Tuesday 16 December 2008

From Coventry with ambiguity


Still to-ing and fro-ing. Slept a mere two hours last night, set the alarm for five am, got to the station by 6.15, bought the ticket, waited twenty-five minutes for the train listening to Thomas Tallis Spem in Alium, train comes, change to Ely, wait another half an hour, hop on train to Birmingham New Street, thence to Coventry. JS meets me there and we walk about fifteen minutes to The Herbert Centre, where I find my Power Point Presentation is utterly vacant. Empty. Zilch. I strive quickly to prepare another at the suite of computers there using internet image sources, but that doesn't work either, so come 12.30 I am in the lecture theatre with no visual material, to talk about the work of artist Ana Maria Pacheco. So OK, I'll just talk for about forty minutes and ad lib my way through, and because I am good at that sort of thing, and know AMP's work well, it all goes remarkably OK, though I am constantly asking the audience - about 25 to 30 people - to imagine this and that, every so often opening the book I wrote about AMP and showing pictures to them. Of course it would have been better with slide images, they know that and I know that, but I strive to give value. In any case the whole subject is exciting, bursting with life.

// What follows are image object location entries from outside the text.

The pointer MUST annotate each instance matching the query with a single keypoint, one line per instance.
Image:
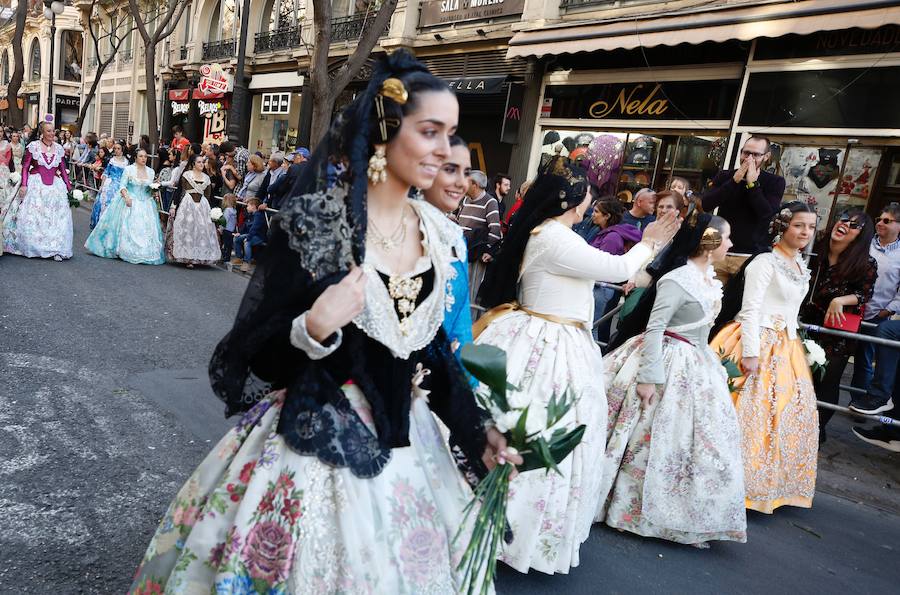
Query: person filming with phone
(746, 197)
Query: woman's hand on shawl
(337, 306)
(496, 452)
(647, 393)
(662, 230)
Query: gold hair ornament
(394, 90)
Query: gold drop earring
(377, 171)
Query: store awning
(276, 80)
(723, 23)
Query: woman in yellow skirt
(775, 401)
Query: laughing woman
(775, 401)
(339, 481)
(445, 194)
(541, 289)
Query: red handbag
(851, 322)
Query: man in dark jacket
(747, 197)
(282, 187)
(254, 232)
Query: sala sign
(632, 102)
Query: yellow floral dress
(776, 406)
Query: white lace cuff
(314, 350)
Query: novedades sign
(440, 12)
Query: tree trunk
(16, 115)
(326, 89)
(152, 116)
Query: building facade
(66, 65)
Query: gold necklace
(395, 239)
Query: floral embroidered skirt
(551, 514)
(40, 225)
(779, 421)
(257, 517)
(673, 470)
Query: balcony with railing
(280, 39)
(218, 50)
(350, 28)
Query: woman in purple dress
(41, 224)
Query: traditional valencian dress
(550, 350)
(190, 233)
(673, 470)
(340, 481)
(776, 406)
(40, 225)
(130, 233)
(109, 190)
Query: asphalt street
(105, 409)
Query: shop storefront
(828, 103)
(67, 111)
(632, 133)
(276, 111)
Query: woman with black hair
(673, 467)
(340, 480)
(845, 277)
(190, 233)
(775, 400)
(541, 289)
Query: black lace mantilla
(317, 418)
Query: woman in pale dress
(191, 234)
(541, 288)
(339, 481)
(110, 183)
(673, 466)
(775, 399)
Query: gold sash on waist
(504, 309)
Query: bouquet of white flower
(75, 198)
(217, 216)
(815, 357)
(541, 435)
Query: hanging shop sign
(214, 79)
(675, 100)
(845, 42)
(512, 117)
(276, 104)
(843, 98)
(442, 12)
(481, 85)
(179, 101)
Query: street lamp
(51, 9)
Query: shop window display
(625, 162)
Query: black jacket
(747, 210)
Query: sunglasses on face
(853, 224)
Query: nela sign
(442, 12)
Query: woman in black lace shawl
(337, 478)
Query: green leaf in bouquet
(519, 433)
(560, 446)
(488, 365)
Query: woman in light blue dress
(129, 227)
(448, 190)
(112, 182)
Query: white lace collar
(703, 287)
(379, 318)
(56, 150)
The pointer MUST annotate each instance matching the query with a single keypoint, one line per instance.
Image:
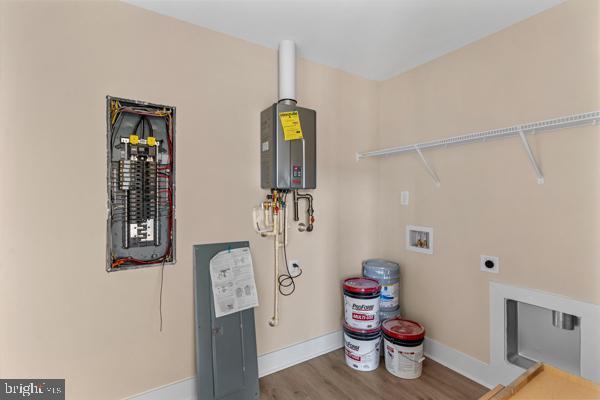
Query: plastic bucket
(361, 302)
(387, 273)
(362, 348)
(403, 346)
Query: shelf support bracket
(532, 160)
(430, 170)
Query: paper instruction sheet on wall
(233, 285)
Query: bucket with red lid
(403, 347)
(362, 347)
(361, 302)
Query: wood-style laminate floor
(328, 378)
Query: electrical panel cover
(141, 184)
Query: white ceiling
(376, 39)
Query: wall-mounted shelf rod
(516, 130)
(533, 127)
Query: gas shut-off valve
(288, 163)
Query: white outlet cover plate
(494, 259)
(404, 198)
(294, 271)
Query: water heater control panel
(288, 147)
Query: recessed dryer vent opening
(534, 335)
(141, 184)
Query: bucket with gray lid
(388, 275)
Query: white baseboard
(300, 352)
(462, 363)
(267, 364)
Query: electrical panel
(141, 184)
(288, 147)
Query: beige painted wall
(489, 202)
(61, 314)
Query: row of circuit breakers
(141, 175)
(141, 184)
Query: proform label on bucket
(361, 303)
(403, 344)
(362, 348)
(363, 313)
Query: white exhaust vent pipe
(287, 70)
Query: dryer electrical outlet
(141, 184)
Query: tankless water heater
(288, 144)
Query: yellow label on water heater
(290, 122)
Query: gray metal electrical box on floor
(291, 163)
(226, 361)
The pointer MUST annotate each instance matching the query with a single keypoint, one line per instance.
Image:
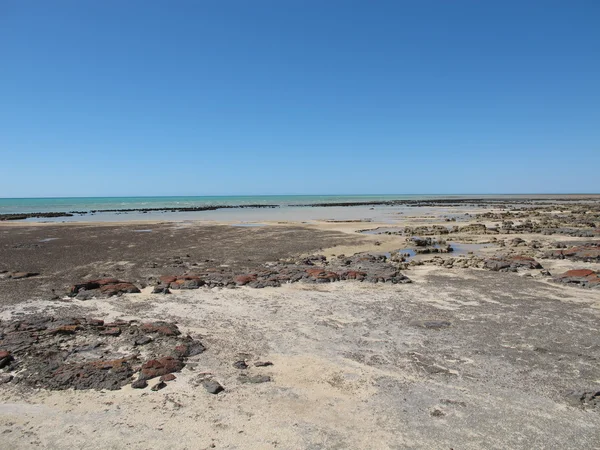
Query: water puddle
(382, 230)
(249, 225)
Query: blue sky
(102, 98)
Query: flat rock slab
(83, 353)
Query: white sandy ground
(350, 371)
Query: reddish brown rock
(588, 253)
(242, 280)
(112, 331)
(111, 290)
(164, 328)
(578, 273)
(353, 275)
(158, 367)
(20, 275)
(579, 277)
(66, 329)
(168, 377)
(167, 279)
(322, 275)
(93, 284)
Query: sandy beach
(455, 326)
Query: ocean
(88, 209)
(67, 204)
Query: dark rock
(263, 363)
(189, 349)
(162, 328)
(168, 377)
(212, 386)
(99, 374)
(584, 399)
(158, 386)
(111, 290)
(161, 289)
(162, 366)
(139, 384)
(5, 378)
(433, 324)
(112, 331)
(143, 340)
(579, 277)
(20, 275)
(254, 379)
(240, 365)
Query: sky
(120, 98)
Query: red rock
(19, 275)
(66, 329)
(164, 328)
(166, 279)
(119, 288)
(242, 280)
(158, 367)
(577, 273)
(353, 275)
(113, 331)
(321, 274)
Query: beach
(427, 323)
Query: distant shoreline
(430, 201)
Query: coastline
(351, 363)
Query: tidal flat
(460, 325)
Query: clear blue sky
(102, 98)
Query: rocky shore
(412, 333)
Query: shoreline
(522, 199)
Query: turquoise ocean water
(67, 204)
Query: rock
(168, 377)
(112, 331)
(254, 379)
(161, 289)
(20, 275)
(511, 263)
(93, 284)
(322, 275)
(107, 287)
(5, 358)
(212, 386)
(584, 399)
(139, 384)
(263, 363)
(188, 349)
(99, 374)
(580, 277)
(143, 340)
(433, 324)
(162, 328)
(86, 295)
(162, 366)
(111, 290)
(5, 378)
(242, 280)
(158, 386)
(65, 329)
(587, 253)
(240, 365)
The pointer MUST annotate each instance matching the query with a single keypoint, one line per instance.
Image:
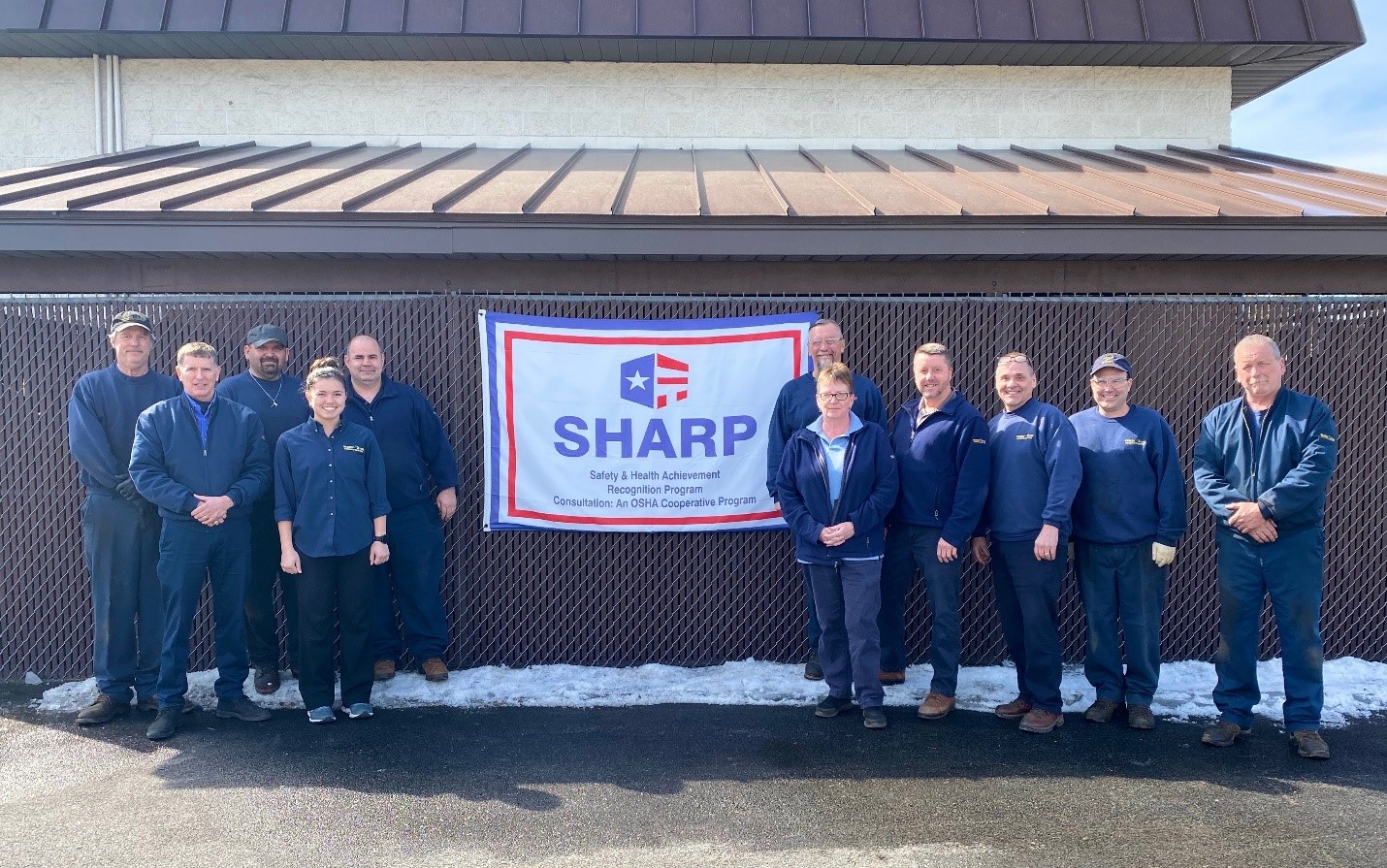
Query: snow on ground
(1352, 688)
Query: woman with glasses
(331, 507)
(837, 483)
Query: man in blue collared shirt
(422, 480)
(277, 399)
(203, 461)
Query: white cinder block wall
(46, 106)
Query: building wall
(46, 110)
(506, 104)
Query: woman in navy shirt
(331, 507)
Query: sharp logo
(655, 380)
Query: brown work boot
(1041, 722)
(102, 712)
(936, 706)
(1102, 712)
(1013, 710)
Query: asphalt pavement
(676, 787)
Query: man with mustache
(1263, 464)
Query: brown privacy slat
(15, 196)
(390, 186)
(770, 183)
(847, 189)
(110, 196)
(978, 179)
(197, 196)
(625, 190)
(1116, 177)
(318, 183)
(89, 162)
(458, 194)
(915, 184)
(532, 202)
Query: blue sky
(1336, 113)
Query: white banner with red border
(632, 425)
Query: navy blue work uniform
(1282, 462)
(183, 449)
(280, 406)
(419, 462)
(1132, 496)
(795, 408)
(332, 487)
(824, 481)
(944, 465)
(1035, 476)
(119, 537)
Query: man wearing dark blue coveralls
(795, 408)
(1128, 519)
(422, 486)
(1035, 474)
(277, 400)
(1263, 464)
(942, 458)
(203, 461)
(119, 529)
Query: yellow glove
(1163, 555)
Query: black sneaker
(832, 706)
(164, 725)
(267, 680)
(103, 710)
(1222, 734)
(1309, 744)
(241, 709)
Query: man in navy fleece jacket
(1035, 474)
(1128, 519)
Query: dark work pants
(1292, 570)
(335, 591)
(122, 551)
(1121, 583)
(412, 578)
(1028, 606)
(261, 625)
(189, 555)
(848, 597)
(910, 549)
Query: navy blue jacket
(867, 494)
(1132, 488)
(287, 393)
(170, 464)
(1035, 471)
(102, 419)
(329, 487)
(944, 467)
(1286, 471)
(796, 406)
(419, 459)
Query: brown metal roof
(1265, 42)
(618, 192)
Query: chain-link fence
(612, 599)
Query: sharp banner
(632, 425)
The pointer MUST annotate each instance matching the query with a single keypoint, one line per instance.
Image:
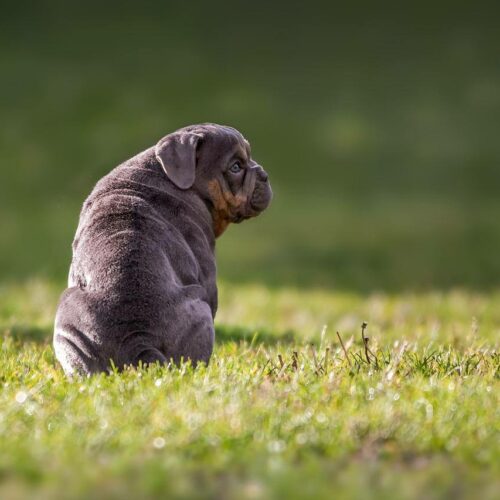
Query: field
(280, 411)
(379, 130)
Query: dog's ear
(177, 155)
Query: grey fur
(142, 282)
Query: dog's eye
(235, 168)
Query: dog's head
(215, 162)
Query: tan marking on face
(225, 204)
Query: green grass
(279, 410)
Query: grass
(379, 129)
(279, 411)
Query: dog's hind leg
(150, 356)
(74, 345)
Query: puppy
(142, 282)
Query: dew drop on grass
(276, 446)
(21, 397)
(158, 443)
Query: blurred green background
(378, 124)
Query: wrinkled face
(235, 185)
(215, 162)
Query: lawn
(279, 412)
(379, 130)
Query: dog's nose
(262, 174)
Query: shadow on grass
(224, 333)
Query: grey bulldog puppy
(142, 283)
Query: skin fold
(142, 282)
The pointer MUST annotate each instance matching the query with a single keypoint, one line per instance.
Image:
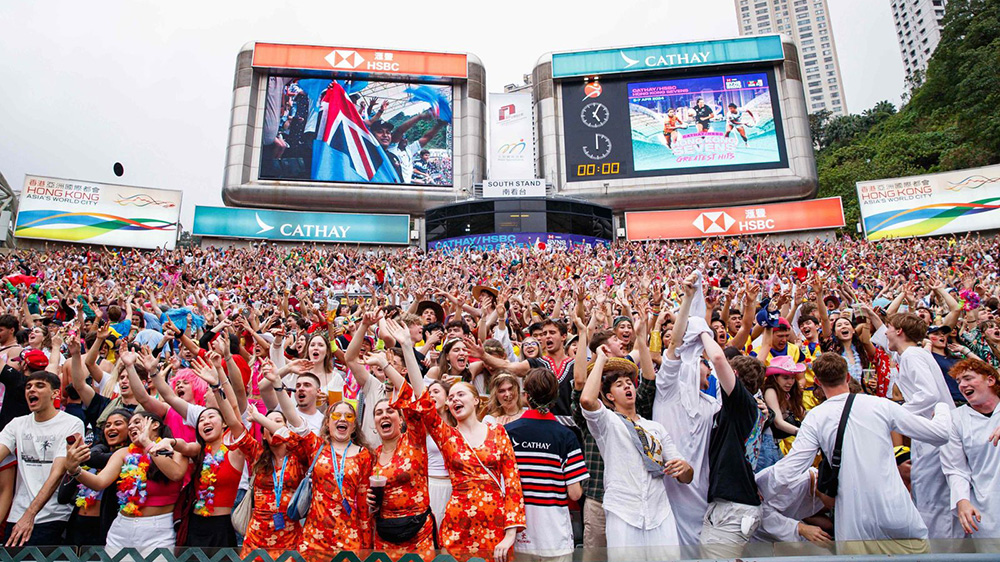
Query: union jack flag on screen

Everyone seems generally happy with this odd blind-tasting of a lecture, then we go and see the exhibition where the centrepiece is this:




It is Man and His Sheep, the polychrome group of carved figures of 1989, the work that first witched me. Those are real teeth, and the eyes are of agate. The figure in the swimming trunks and swimming cap - but it is more Egyptian than modern - is the Man, and those plainly-dressed, cloaked, middle class women are the Sheep. They are life-size. Their clothes are hacked and gouged with chisels, but their faces are polished and seamless. They have lost, wicked, hopeless, intrigued, familial faces. They stand about not quite knowing what to do, but the leader in his swimming trunks holds aloft his ram's head staff and you know he can command them.

This is a narrative, but it is one I am making up, as by invitation. It is not the narrative given, because the narrative given is not fully given. It is ambiguous. Those large heads, narrow shoulders, short arms and delicate feet and hands, suggest childhood, but the faces are ancient and adult. Is the leader in fact leading? If the title were not Man and His Sheep would we think of sheep at all? The women don't look like sheep. The title too is simply an invitation.

Everything is given but nothing is explained. That's how it should be. That is the secret of its power. The whole is in fact magical theatre, solemn, frightening yet absolutely still. Nothing there to harm you. The group sings silently. It is a kind of growly nachtmusik they sing. In the dark - and I suspect they should be seen in the dark - they'd loom at you like fun-fair figures. They are, like most fun-fair figures, the marriage of the baroque and the naive -fetishistic. And I can say all this about them because the group springs one into words that spring as naturally as plants do.

AMP's later work is more didactic, more codified, less blunt. It is, in my opinion, weaker for that, but that's just, like, my opinion, man. In the eighties and nineties she was making startlingly original art of great scope, something way beyond the smart kids Emin, Hirst , the Chapman Bros and the rest. Not only sculpture but painting and print and book and drawing, all wound together around motifs that surface and vanish only to surface again. They are singing works, the best kind of work.They fill the world. They don't kill the space around them as friend SF says about work by Hirst, they make the space denser, which is the way I like it. That is what visionary / instinctive ambiguity does for you. It thickens life.



4 comments:

Gwil W said...

They are looking at each other as if they are about to follow the leader, as sheep do, but the one at the back with her hand to her mouth may not follow. She has serious doubts about this leader with his ram's head staff and his bloodstained arm. She fears, not for herself, but for those other sheep, those lambs almost, who will follow him. But will the leader notice her absence and will he return for her and bring her, as it were, back into the flock. The answers seem to be yes and no, in that order. It's very good and evil.

Gwil W said...

For me, it's much stronger and far more sinister than what I call Hirst's famous shark in a bottle I have to add.

George S said...

The evil is hard to isolate but it is in there. It doesn't dominate though, but is simply woven in with everything else: humour, lostness, anticipation, nostalgia...etc.

Gwil W said...

As you say its evil is 'woven' in to it. A good word choice since we are dealing here with sheep. It's found via the red/black motif, the blood and shadow effect.
You first notice the obvious reds, perhaps the sharp spear of the red stick, then maybe the leader's undershorts, his bloody arm, his red nipples and then you find the red on one of the sheep, the one with a red scarf, it looks almost as if she has had her throat cut. It's damned good.